ZTA 12-07, proposed in April by Councilman Marc Elrich (D-At large) of Takoma Park, would ban any gas stations with more than 3.6 million gallons of annual volume from being built within 1,000 feet of any school, park, playground or other cultural, entertainment or recreational use.
The Costco station, at Westfield Wheaton shopping mall, would be the county’s largest with an expected annual volume of 12 million gallons per year. It would be within 1,000 feet of the Kenmont Swim & Tennis Club near University Boulevard.

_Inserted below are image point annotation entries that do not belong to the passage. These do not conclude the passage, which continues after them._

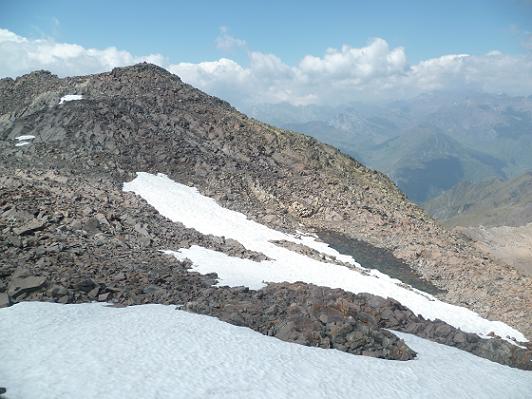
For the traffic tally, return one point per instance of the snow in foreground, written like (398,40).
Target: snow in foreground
(154,351)
(184,204)
(70,97)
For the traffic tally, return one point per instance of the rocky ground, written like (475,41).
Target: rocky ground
(69,234)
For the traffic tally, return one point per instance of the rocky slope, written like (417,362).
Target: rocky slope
(70,234)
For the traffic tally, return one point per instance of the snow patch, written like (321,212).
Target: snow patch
(184,204)
(25,137)
(70,97)
(154,351)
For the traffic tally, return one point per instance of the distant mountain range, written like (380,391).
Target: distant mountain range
(428,144)
(490,203)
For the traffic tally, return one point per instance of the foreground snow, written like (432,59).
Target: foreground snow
(154,351)
(70,97)
(185,204)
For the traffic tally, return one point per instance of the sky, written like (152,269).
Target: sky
(311,52)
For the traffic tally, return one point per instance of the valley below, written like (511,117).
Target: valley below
(141,218)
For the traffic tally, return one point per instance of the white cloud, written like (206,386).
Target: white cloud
(371,72)
(20,55)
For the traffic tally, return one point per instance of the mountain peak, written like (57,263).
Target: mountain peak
(144,69)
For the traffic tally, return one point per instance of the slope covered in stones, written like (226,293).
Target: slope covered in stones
(143,118)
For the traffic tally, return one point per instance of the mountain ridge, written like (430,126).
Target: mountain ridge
(143,118)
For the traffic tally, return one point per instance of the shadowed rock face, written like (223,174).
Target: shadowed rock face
(64,218)
(354,323)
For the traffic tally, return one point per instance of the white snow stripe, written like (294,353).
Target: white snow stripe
(154,351)
(185,204)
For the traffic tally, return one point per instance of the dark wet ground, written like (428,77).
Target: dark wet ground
(383,260)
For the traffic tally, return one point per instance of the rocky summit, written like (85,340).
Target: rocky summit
(70,234)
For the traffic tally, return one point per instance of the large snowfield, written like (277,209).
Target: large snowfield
(181,203)
(154,351)
(94,350)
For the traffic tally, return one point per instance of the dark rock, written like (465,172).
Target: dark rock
(23,282)
(31,226)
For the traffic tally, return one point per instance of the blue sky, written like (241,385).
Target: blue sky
(186,31)
(299,52)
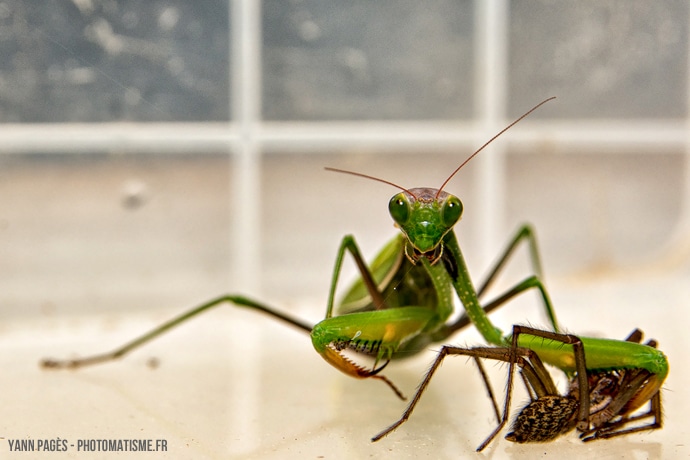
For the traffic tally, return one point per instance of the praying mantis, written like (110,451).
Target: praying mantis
(403,300)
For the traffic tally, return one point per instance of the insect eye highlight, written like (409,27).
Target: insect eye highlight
(399,208)
(451,211)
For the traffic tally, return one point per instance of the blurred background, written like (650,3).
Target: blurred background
(156,154)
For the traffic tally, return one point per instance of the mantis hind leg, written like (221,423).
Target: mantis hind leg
(239,301)
(618,427)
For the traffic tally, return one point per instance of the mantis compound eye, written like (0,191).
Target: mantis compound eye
(399,208)
(451,211)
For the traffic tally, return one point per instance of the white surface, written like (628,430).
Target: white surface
(233,384)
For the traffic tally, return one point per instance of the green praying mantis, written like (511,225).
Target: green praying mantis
(403,300)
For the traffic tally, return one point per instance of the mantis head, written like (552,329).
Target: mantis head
(426,215)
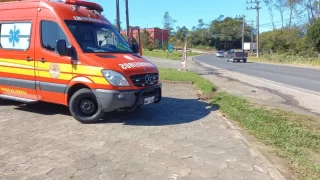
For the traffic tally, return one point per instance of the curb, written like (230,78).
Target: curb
(272,170)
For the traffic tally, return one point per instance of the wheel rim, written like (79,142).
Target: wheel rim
(87,107)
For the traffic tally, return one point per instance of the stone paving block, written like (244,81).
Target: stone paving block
(179,170)
(37,171)
(192,162)
(62,173)
(13,169)
(111,175)
(84,164)
(179,138)
(242,166)
(204,173)
(216,150)
(216,165)
(256,175)
(231,174)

The county’s Department of Environmental Protection and Department of Health and Human Services contacted corresponding state agencies and determined it did not have the “breadth of knowledge” to weigh in on competing claims from Costco consultants and experts hired by the nearby Kensington Heights Civic Association, which opposes the station.
Costco consultants say carbon monoxide tests at Costco’s Sterling, Va., gas station found levels well below U.S. Environmental Protection Agency guidelines, and that noise and odor studies further prove there will be little change in the surrounding neighborhood. Community-hired experts argue a gas station of the planned size poses health risks, citing Greek, Spanish and California studies that concluded exhaust from idling vehicles and airborne chemicals from gasoline would expose the residents to an excess amount of benzene, a carcinogen that the studies linked to leukemia.
“I think there is merit to this ZTA. I also do not think we will determine the fate of this ZTA based on health effects because we have conflicting information on health effects,” said Councilman George Leventhal (D-At large) of Takoma Park.
Leventhal and Councilwoman Nancy Floreen (D-At large) of Garrett Park voted against recommending the ZTA in Monday’s Planning, Housing and Economic Development committee hearing. Elrich, the third member of the committee, voted in support of his legislation.
“This is no different than, I can find people who say there’s no global warming. I can find scientists, not people, who will say cigarettes don’t have negative health impacts,” Elrich said. “What I’m trying to do is make this as safe as possible and it’s not unusual for the council to err on the side of being safe.”
County health officials contacted the Maryland Department of the Environment and the state Department of Health and Mental Hygiene to create a community profile of the surrounding area. In a July 5 memo to Council President Roger Berliner, DHHS Director Uma Ahluwalia and DEP Director Robert Hoyt wrote that neither department has the “in-house expertise or resources,” to conduct a health impact assessment for the gas station site.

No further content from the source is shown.